1.2 ELEMENTS OF THE STATE
People, territory and power, those are the elements of the State.
Power depends so much on strength, coercion, and consent, on the citizens awareness
that what is commanded is right for the common interests. When it is based only on
force, this power is constituted as a factual power, as it happens in dictatorships,
lacking the element of consent that is the one that ultimately legitimates power and
concerts it into power of law.
1.2.2 SOVEREIGNTY AS A DEFINING ELEMENT OF THE STATE

Bodin, included a fourth element, which was the sovereignty. That’s why he
thinks that the elements of state are people, territory, power AND sovereignty.
Este no forma parte si pregunta de la CLASSICAL THEORY.
He thinks that the power is sovereign, when it is absolute, perpetual, original,
invisible and inalienable, characterizing notes that ratify the desires of a
monarch that needed to justify the essence of its power and the use of it.
For Sieyes sovereignty resides in the nation (census suffrage -sufragio
censatario- is advocated), for Rousseau it resides in the people (this author
considers that to each person who composes the social body corresponds a
quota of sovereignty, reason why the suffrage must be universal).

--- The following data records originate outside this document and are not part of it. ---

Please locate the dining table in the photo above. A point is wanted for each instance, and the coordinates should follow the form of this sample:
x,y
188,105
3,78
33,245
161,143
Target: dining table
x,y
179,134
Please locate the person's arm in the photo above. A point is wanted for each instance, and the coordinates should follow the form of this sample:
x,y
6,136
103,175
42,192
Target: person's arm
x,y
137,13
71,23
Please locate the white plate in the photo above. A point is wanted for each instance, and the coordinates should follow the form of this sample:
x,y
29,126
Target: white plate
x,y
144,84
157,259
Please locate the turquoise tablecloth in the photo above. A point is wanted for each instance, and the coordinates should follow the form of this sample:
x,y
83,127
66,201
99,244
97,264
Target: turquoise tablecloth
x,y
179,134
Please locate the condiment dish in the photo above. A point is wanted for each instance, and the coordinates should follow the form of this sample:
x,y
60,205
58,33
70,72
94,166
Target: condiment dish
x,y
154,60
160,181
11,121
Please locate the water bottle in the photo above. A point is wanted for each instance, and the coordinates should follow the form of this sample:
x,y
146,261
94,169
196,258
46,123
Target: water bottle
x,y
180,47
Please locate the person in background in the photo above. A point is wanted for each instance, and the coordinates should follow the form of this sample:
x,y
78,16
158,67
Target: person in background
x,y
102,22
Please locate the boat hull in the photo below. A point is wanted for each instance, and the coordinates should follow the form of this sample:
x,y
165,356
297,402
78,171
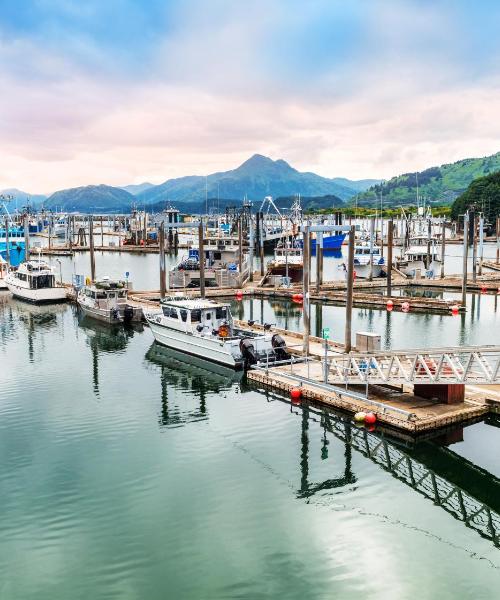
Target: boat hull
x,y
331,242
44,295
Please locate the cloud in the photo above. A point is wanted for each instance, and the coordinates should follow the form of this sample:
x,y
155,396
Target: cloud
x,y
364,90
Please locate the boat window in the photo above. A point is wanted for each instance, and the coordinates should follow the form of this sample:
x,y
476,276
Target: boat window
x,y
221,312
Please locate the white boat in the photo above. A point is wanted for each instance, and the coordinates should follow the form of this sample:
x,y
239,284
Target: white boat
x,y
288,260
205,328
3,273
416,258
34,281
367,257
106,300
221,265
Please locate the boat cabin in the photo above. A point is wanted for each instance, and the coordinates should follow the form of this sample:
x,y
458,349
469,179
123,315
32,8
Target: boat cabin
x,y
201,317
37,274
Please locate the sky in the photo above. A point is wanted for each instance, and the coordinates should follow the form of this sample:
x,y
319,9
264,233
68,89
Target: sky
x,y
126,91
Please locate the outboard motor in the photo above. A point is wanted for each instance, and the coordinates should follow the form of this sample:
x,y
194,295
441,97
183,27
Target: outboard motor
x,y
247,350
128,314
279,345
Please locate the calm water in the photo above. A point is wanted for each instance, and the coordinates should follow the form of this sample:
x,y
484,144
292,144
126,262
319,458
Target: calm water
x,y
128,472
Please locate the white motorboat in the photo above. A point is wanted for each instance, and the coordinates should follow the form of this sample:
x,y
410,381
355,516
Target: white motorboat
x,y
221,265
421,255
205,328
288,260
367,257
34,281
106,300
3,273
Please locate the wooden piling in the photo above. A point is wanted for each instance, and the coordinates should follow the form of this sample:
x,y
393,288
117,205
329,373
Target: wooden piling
x,y
26,238
201,257
390,234
7,250
464,263
443,247
91,247
349,295
306,281
161,242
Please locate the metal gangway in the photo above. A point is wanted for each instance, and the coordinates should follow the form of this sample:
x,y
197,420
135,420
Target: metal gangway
x,y
472,365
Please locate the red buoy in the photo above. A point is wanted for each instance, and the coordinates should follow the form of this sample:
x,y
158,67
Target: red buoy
x,y
370,419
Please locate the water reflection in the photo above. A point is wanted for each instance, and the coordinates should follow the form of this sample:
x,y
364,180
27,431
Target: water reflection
x,y
106,338
463,489
194,376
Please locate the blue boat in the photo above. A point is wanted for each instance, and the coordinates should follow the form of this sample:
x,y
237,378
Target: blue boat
x,y
330,242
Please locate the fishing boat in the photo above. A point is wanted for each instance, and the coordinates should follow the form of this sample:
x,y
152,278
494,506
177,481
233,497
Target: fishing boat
x,y
3,273
34,281
330,242
288,260
222,256
367,259
205,328
106,300
420,255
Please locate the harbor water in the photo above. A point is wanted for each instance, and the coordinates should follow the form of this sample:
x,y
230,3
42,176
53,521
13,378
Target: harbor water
x,y
131,472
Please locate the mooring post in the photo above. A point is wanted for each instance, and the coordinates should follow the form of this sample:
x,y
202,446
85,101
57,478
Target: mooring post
x,y
240,249
498,240
91,247
305,281
251,244
201,258
474,248
372,234
7,249
350,283
464,264
161,244
443,246
261,244
481,244
390,234
26,238
319,261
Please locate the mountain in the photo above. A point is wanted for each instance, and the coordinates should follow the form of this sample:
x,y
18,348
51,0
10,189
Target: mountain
x,y
22,197
137,188
256,178
91,198
483,194
440,185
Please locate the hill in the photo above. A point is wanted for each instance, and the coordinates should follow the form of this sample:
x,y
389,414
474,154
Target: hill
x,y
22,198
483,194
257,177
137,188
439,185
91,198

The current status of sovereignty.


At the present time, the confrontation between national and popular
sovereignty can be considered overtaken by the universal admission of suffrage
as a right, which makes it universal.
This can be seen even in the Constitution of 1978 in which the Preamble refers
to the nations as subject of sovereignty, while in Article 1.2 of the Spanish
Constitution it says that sovereignty resides in the Spanish people.
In the Article 1.3 is established the political form of the Spanish State, which is a
parliamentary monarchy.
Liberty, justice, equality and political pluralism are the highest values of the
legal order.
APUNTAR PARTS OF THE CONSTITUTION (ARTICLE 1, 2 AND 3)

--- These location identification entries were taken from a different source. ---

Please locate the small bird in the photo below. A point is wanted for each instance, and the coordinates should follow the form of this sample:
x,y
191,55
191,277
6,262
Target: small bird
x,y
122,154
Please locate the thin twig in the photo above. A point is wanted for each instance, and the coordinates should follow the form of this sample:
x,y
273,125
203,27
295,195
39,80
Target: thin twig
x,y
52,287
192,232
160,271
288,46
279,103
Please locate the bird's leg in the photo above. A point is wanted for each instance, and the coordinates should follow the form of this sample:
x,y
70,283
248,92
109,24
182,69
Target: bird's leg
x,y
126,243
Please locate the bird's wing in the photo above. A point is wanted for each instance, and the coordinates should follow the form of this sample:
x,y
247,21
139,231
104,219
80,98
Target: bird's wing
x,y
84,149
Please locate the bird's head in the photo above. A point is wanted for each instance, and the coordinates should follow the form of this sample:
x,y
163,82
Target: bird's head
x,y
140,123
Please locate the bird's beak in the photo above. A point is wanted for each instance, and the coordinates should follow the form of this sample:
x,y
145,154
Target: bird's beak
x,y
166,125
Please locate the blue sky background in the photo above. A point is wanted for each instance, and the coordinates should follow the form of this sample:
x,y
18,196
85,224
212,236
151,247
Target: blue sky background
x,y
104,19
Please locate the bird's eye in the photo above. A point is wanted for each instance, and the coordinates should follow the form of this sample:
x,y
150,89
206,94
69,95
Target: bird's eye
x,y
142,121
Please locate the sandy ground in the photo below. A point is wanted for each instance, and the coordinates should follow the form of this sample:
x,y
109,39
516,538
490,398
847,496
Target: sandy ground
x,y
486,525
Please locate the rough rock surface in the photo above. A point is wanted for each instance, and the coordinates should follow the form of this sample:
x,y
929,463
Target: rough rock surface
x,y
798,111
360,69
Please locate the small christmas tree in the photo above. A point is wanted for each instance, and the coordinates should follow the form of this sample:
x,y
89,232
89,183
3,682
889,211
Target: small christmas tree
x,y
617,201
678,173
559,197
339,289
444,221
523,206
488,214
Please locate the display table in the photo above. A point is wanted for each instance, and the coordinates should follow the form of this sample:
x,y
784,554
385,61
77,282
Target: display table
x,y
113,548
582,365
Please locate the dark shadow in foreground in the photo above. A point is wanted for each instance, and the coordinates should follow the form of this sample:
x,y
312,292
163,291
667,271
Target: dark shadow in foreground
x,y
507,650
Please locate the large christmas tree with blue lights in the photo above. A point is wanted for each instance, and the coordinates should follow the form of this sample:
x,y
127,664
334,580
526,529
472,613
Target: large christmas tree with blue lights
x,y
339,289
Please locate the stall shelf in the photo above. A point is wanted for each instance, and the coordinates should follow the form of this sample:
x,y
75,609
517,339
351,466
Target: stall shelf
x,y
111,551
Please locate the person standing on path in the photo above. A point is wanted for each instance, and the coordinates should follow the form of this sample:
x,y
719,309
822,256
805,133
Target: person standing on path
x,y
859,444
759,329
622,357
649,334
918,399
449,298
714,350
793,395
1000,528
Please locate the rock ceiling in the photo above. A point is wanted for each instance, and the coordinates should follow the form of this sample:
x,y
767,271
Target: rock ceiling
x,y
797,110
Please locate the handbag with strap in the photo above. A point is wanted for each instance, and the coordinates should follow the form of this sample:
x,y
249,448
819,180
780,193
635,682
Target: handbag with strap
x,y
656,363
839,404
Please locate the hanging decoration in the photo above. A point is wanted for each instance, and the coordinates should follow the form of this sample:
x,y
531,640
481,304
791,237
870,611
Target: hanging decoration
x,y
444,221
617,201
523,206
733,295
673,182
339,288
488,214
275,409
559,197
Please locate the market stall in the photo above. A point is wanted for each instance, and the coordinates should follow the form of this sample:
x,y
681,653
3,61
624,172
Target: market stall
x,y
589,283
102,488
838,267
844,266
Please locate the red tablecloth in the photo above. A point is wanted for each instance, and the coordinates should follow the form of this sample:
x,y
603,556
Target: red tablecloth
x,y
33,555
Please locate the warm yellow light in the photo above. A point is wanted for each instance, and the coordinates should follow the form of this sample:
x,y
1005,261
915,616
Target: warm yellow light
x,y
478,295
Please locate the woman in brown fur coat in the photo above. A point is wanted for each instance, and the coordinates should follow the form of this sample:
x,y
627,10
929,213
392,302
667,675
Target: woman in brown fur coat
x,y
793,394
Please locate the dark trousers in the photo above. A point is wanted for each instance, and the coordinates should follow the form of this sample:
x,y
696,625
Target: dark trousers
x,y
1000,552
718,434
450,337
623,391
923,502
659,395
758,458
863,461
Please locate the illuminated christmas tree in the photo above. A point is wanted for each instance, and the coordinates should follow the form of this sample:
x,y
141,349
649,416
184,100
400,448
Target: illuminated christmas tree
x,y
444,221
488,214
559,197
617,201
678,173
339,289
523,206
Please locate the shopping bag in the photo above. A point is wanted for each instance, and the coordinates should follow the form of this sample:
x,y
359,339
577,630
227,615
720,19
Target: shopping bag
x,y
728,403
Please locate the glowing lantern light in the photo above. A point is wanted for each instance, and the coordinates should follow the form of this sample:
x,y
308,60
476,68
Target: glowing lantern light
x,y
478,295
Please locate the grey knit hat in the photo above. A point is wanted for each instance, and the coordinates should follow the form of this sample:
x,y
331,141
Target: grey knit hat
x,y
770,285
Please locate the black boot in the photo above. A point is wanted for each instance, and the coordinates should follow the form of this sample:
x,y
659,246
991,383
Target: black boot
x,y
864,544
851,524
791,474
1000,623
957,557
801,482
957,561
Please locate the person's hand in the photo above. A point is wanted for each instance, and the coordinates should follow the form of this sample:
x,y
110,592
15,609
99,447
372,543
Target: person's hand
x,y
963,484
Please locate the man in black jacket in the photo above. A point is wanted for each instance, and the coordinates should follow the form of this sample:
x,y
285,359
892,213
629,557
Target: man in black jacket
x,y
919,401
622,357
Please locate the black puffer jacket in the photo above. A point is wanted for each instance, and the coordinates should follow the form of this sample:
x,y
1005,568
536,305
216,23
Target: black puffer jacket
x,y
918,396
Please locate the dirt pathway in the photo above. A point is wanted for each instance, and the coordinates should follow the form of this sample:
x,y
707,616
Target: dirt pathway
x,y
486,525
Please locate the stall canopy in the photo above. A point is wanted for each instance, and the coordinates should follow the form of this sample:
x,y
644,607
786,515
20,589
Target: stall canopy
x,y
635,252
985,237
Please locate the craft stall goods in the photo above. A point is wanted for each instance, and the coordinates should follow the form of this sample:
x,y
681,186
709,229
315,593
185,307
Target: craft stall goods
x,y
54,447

2. BIRTH AND EVOLUTION OF THE CONSTITUTIONAL SYSTEM


Concepts:
- Liberalism: an ideology where the individual is the protagonist.
- Rule of law: is the legal concreteness of the liberal state.

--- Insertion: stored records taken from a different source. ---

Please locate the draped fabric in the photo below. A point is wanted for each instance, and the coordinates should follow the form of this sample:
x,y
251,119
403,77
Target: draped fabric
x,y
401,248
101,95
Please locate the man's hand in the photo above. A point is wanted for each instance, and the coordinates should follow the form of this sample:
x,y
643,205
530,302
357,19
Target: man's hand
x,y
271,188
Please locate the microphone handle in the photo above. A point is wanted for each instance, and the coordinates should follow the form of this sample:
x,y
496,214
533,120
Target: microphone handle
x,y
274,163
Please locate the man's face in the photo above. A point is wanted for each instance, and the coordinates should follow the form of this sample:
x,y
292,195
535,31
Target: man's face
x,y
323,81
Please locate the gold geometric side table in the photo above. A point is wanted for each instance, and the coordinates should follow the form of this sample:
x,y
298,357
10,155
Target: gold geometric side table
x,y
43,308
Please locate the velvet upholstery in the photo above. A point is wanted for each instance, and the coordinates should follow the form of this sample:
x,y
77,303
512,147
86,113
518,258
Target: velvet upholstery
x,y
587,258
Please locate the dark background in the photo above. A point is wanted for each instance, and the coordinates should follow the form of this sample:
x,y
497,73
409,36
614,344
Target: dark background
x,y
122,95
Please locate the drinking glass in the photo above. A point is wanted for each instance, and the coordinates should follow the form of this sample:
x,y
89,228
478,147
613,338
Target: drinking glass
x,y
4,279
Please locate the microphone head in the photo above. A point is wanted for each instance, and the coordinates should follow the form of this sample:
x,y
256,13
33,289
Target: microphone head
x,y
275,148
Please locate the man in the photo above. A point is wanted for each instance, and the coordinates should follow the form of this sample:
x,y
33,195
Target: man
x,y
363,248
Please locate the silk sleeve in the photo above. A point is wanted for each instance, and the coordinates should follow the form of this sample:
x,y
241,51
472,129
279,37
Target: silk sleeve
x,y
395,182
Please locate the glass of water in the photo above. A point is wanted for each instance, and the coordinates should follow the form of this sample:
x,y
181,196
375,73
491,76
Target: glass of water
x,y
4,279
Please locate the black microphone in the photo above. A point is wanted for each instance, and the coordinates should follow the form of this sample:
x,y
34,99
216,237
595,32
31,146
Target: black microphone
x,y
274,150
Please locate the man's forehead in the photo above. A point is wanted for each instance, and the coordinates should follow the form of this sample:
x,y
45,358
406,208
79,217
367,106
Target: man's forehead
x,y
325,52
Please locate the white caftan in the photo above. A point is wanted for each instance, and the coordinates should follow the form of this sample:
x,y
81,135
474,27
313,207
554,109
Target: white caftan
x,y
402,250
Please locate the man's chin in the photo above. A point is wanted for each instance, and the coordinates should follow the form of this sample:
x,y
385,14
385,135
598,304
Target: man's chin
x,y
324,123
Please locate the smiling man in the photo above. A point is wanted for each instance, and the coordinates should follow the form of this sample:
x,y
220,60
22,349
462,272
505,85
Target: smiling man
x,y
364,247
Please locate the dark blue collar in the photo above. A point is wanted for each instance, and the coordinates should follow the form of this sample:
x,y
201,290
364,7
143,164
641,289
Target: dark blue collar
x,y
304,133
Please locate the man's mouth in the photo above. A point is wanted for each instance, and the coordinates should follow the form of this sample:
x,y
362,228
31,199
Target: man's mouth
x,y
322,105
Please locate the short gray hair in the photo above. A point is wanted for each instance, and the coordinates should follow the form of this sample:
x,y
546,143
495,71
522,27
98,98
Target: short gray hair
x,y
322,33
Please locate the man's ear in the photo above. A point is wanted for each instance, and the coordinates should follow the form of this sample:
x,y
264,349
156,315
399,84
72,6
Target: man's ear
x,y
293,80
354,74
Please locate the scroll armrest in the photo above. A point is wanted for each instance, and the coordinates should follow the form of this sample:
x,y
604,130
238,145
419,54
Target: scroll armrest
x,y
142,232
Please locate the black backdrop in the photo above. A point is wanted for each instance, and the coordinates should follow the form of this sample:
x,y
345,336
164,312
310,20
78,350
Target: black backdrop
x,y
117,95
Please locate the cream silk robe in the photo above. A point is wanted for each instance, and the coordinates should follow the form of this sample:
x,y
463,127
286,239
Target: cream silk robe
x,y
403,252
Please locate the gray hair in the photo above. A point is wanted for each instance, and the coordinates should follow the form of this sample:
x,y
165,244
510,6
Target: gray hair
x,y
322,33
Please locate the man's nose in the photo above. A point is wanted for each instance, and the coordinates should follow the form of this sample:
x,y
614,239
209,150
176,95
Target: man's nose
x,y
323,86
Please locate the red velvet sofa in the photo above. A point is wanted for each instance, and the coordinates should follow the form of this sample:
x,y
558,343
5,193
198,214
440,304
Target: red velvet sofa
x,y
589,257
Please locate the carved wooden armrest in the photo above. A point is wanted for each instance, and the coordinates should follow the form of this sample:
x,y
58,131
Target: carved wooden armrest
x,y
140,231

1. The birth of the liberal state


The liberal state appears as the legal-political expression of bourgeois triumph. Is
configures as a class state and supposes beginning of the responsibility and
interdiction of the arbitrariness of public powers.
Characteristics of the rule of law:
1) The law is configured as the expression of the general will, so the policymaking body
enjoys the political primacy: It is the "rule of law".
2) In order to ensure legal certainty, a hierarchical system of rules is established.
3) Control and separation of powers to prevent a despotic exercise of them.
4) The rights "of the man and the citizen" are thus recognized, protecting the rights
and freedoms of the person, both in their private and public spheres.
5) The Administration is subject to the principle of legality.
6) At a later stage, appears the control of constitutionality of the laws, to avoid that
the constituted powers take over the decisions of the constituent power and to
consolidate a system without fissures.